News & Information for Amateur Bakers and Artisan Bread Enthusiasts

Making a Tartine style loaf into the shape of a sandwich loaf

mikemike's picture

Making a Tartine style loaf into the shape of a sandwich loaf

hey everyone


I love using sourdough or country style loaves for sandwiches because I love the crumb structure and crust development. The rich, dark, crackly crust is my priority.  

The problem is that since these loaves are round, I can get maybe 4-5 similarly shaped sandwich slices from them before starting to get tiny little slices. I'd like to find a way to somehow bake these crusty loaves into the shape of a sandwich loaf so there is minimal waste and consistent slice size.

First, I'd have to get a pretty large loaf pan (at least 6-7 inches tall (I need a tall 'ceiling' for room), 6-7 inches wide, 10-12 inches long) that I haven't been able to find online, and I'll also need a way to cover the pans to trap in steam in order to develop my crust. The pan has to be tall enough and oversized so the dough won't rise above the edges of the pan because I'll have to cover it with a heavy steel sheetpan or something.  

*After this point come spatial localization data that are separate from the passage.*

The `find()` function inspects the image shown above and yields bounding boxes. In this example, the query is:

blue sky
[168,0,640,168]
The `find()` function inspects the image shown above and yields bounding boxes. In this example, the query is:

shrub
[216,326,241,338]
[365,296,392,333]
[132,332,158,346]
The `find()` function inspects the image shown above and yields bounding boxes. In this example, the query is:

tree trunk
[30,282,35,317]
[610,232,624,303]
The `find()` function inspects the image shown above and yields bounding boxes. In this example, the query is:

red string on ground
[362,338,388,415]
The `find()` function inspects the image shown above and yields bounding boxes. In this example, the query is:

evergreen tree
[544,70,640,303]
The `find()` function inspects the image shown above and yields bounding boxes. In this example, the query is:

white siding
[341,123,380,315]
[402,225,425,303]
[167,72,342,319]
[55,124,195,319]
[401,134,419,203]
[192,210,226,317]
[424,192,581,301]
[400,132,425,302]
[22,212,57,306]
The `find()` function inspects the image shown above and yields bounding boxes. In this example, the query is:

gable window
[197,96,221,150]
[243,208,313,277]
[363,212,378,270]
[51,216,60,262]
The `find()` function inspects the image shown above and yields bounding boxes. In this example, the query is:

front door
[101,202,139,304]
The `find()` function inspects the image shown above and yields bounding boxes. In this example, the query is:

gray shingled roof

Imagine a slightly wider version of this loaf, but with a dark crackly crust like this.

I've looked into Pullman loaf pans but they are simply too small for this task, like the other loaf pans I've seen.

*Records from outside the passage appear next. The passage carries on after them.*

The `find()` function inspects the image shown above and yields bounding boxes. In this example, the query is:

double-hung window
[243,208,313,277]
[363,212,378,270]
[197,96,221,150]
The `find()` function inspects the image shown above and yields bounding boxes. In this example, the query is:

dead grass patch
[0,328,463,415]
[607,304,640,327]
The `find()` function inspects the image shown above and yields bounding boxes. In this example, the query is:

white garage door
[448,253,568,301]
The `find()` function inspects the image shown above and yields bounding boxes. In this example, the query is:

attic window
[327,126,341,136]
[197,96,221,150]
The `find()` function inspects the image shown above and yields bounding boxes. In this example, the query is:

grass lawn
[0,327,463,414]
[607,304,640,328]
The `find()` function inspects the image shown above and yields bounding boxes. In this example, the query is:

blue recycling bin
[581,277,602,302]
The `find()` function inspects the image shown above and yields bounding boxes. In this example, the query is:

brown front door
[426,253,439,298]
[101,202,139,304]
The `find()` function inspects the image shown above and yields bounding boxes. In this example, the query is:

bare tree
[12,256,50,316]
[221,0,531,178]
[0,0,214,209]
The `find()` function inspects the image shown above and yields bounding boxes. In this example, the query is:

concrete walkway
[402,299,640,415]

So! Here are my main questions:

1. Is there a pan out there that fits these dimensions?

2. Will the crust develop on the bottom and sides of the bread if I use this method? 



cranbo's picture

A few thoughts:

Why not shape the bread into a batard (torpedo) style instead of boule (round)? That way slice size stays pretty consistent, much like a sandwich loaf, and if shaped right you probably can still fit it in a cast iron dutch oven or combo cooker. 

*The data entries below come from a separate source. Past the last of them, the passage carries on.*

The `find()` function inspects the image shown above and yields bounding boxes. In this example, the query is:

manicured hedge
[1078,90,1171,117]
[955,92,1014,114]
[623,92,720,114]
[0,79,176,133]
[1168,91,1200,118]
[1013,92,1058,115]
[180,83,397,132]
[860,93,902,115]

Why not just use a "standard" loaf pan 9.25" x5.25"x2.75"? IIRC Tartine country bread recipe is ~2kg for 2 loaves, so about 1kg (~2lbs) per pan. This should be big enough for this size of loaf pan. 

You're not going to be able to trap steam the same way using loaf pans, unless you use a large (expensive) hotel pan to cover them, or something like a turkey roaster or a large terracotta flower pot. It may be worth it just to play around with how you generate steam in your oven instead...lots of methods for this explored here on TFL: cast iron pan with lava rocks, wet towels, etc. 

One last thing: a long, slow fermentation and hot bake are mostly responsible for that dark bold-tasting crust (rather than steam); steam does contribute to crust crackliness. 

Red5's picture

1. No

2. depends on what kind of crust you are expecting


I don't think that pan exists. You could have one custom made if you really need those dimesions, but pans generally come in a few standard sizes and that is what you will need. All you do is put the dough in a standard size loaf pan, put the loaf pan inside another vessel. A large enameled cast-iron pot, or any other oven-safe object that can be sealed with a lid that you can place the loaf pan in and bake, is what you're looking for. 

I use a regular 9x5x3 loaf pan, spray light with cooking spray, put the dough in (after bulking is complete) and either bake or let it ferment overnight in the pan. 

I have a 9.5 quart enameled cast-iron pot that I put the loaf pan in, cover and bake; in principle it's the same as baking the loaf in the cast-iron combo cooker, just with the pan loaf shape. I haven't seen straight cast-iron cookers large enough to do this, only the enameled. 

The sides and bottom of the bread will get to a golden color, a few shades lighter than the top. The top won't crust or bloom up the way it does as a boule, the pan restricts how much steam escapes in the minutes that the loaf blooms and begins to form the crust. 

The trick is getting the right amount of dough to the pan, when they say a pan is rated for 2 lbs or 3 lbs, the volume they are measuring may be for a batter, not a dough. Also depending on your dough, it may get great oven spring and  turns out you only need a 1.5 lb loaf instead of a 2. Maybe it needs 3 lb not 2. 

mikemike's picture

Thanks for the input, Red5 and cranbo! I guess the only thing to do is to experiment. This is for a friend who I'm teaming up with to develop recipes for a small cafe/sandwich shop. We want consistency, little waste, and something that can be duplicated by others in the kitchen with some training. Thanks again. 

mrfrost's picture

There's a video out there, somewhere, showing Chad Robertson and a client making dozens of his loves shaped and baked in loaf style pans.

mikemike's picture

Yes, I think I've seen that video. His friend adapted the Tartine country loaf recipe to work in loaf pans and the bread looks fantastic (with a great crust) but it doesn't necessarily resemble the crust I'm after. I'll try to experiment in the near future and report back. Thanks all.